If you have some knowledge in php and Sql its not a big task.
"Not a big task" is relative. Even with something like a basis SIS, you have three separate applications with a common data store to create -- the student access portal, the teacher/instructor portal, and the educational administration portal, each of which has its own security and confidentiality guidelines to encode in the system, many of which would be mandated by statute. Now consider that individual test and assignment marks are not created equal -- some carry a heavier weight than others, some may be letter grades only, some are merely pass/fail, some are percentages and others are fractional (you got 17/18 on this quiz). Your interfaces need to account for all of these things in a way that makes it easy for the end-users (students, teaches and administrators) to use. Oh, and you'll need to be able to do trending and other statistics on the fly and as consolidated reports, often without the person looking for trends having access to all of the data under their user ID. Then there are the subjective student assessments/evaluations (and usually similar evals for teachers, TAs, and so forth) and the maintenance of draft (unpublished) versions of all of those.
Yes, you will get something that's an exact fit if you do custom development. But it's going to take a while to get there -- even requirements gathering is going to take a couple of weeks on the most optimistic schedule. And a developer who just throws a UI at a user group without consulting and testing (paper prototyping, etc.) ought to be locked in a basement somewhere to do nothing more potentially harmful than optimizing an implementation of A*. Then allow for the fact that version 1.0 is never satisfactory, even if it does fulfill the basic requirement -- you need to be able to devote people to iteration and improvement.
Coding is easy. Software engineering and development is hard. The developer doesn't get to make all of the choices.
So this "not a big task" is very likely to become 3-6 months of hard slogging under the best of circumstances if you care at all about doing it right. Yes, you'll have something that's the best possible fit at the end of it all, but it's not something you can knock off in a weekend unless you really expect your users to devote a whole lot of
their (more valuable than
your) time learning to use what you decided to give them. And you probably will have forgotten to include many of the most important parts simply because you didn't know they needed to be there.

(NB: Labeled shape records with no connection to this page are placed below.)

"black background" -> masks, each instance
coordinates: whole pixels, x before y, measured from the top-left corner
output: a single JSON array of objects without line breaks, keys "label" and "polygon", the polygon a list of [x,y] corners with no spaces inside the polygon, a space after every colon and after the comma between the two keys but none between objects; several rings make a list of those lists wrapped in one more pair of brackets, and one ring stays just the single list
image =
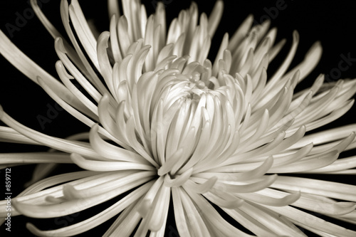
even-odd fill
[{"label": "black background", "polygon": [[[286,50],[281,53],[281,57],[277,58],[274,65],[283,58],[288,53],[292,39],[292,32],[294,29],[300,33],[300,41],[298,50],[293,60],[293,65],[298,64],[304,57],[304,54],[316,41],[321,41],[323,47],[322,59],[314,71],[298,87],[298,90],[310,86],[319,73],[329,74],[333,68],[337,68],[339,62],[342,60],[340,55],[347,56],[350,53],[352,58],[356,58],[356,3],[354,1],[297,1],[285,0],[283,10],[279,10],[272,16],[271,26],[278,28],[278,39],[286,38],[288,42]],[[257,22],[268,16],[268,12],[271,8],[276,6],[281,1],[225,1],[225,9],[221,23],[212,41],[210,59],[219,48],[219,46],[225,32],[230,35],[234,32],[240,23],[249,14],[253,14]],[[84,14],[88,19],[94,20],[100,31],[108,30],[108,18],[105,1],[101,4],[98,1],[80,1]],[[152,13],[157,5],[157,1],[142,1],[146,5],[147,11]],[[196,1],[199,11],[209,14],[214,1]],[[47,17],[61,32],[64,32],[61,26],[59,14],[59,3],[57,0],[46,0],[43,4],[43,11]],[[166,0],[165,4],[167,22],[176,17],[181,9],[189,6],[190,1]],[[11,36],[6,29],[6,24],[16,26],[17,16],[23,16],[24,11],[29,8],[26,1],[1,0],[0,2],[0,28],[11,38],[11,40],[26,55],[32,58],[43,68],[56,77],[54,64],[58,58],[54,52],[54,41],[49,33],[41,26],[36,16],[26,21],[23,26],[18,31],[14,31]],[[273,68],[272,65],[271,68]],[[88,128],[73,119],[66,112],[60,112],[58,116],[51,123],[45,125],[42,129],[36,117],[38,115],[46,116],[48,106],[53,106],[54,102],[31,80],[28,80],[21,73],[19,72],[2,56],[0,56],[0,104],[4,109],[14,118],[20,122],[46,134],[59,137],[66,137],[74,132],[86,131]],[[271,73],[269,74],[271,75]],[[56,77],[57,78],[57,77]],[[350,68],[342,72],[342,78],[356,78],[356,62]],[[354,105],[342,118],[333,122],[325,127],[333,127],[355,122]],[[323,128],[325,128],[323,127]],[[24,145],[9,144],[0,143],[0,152],[26,152],[45,150],[43,147]],[[353,152],[355,153],[355,152]],[[351,156],[352,152],[344,156]],[[13,189],[14,192],[19,192],[22,189],[23,183],[31,177],[31,170],[33,166],[19,167],[12,169]],[[56,172],[66,172],[71,167],[63,166]],[[1,172],[1,176],[3,175]],[[327,179],[337,180],[348,184],[356,184],[353,176],[324,177]],[[1,178],[2,179],[2,178]],[[0,188],[0,190],[1,190]],[[103,207],[102,207],[103,208]],[[83,212],[76,217],[75,221],[90,216],[90,212]],[[11,236],[32,236],[26,232],[24,227],[28,218],[21,216],[14,218]],[[63,224],[56,226],[56,223],[63,223],[58,221],[31,219],[44,229],[62,227]],[[110,220],[112,221],[113,220]],[[49,226],[49,227],[48,227]],[[110,223],[100,226],[90,233],[83,236],[101,236],[105,230],[110,226]],[[172,226],[168,229],[167,236],[176,236],[172,231]],[[4,226],[1,226],[0,236],[4,236]]]}]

Now compare that reality with an off-the-shelf solution. Someone else has already gone though all of those problems, and has fixed most of them. All you need to do is spend a little bit of time reading the doco, installing/deploying and configuring. It may not be a perfect fit, but it's a week or two rather than months to roll it out. Whether you are only considering the time as an absolute or are including the development costs, off-the-shelf is a whole lot cheaper even if there's a price tag on the shrinkwrap.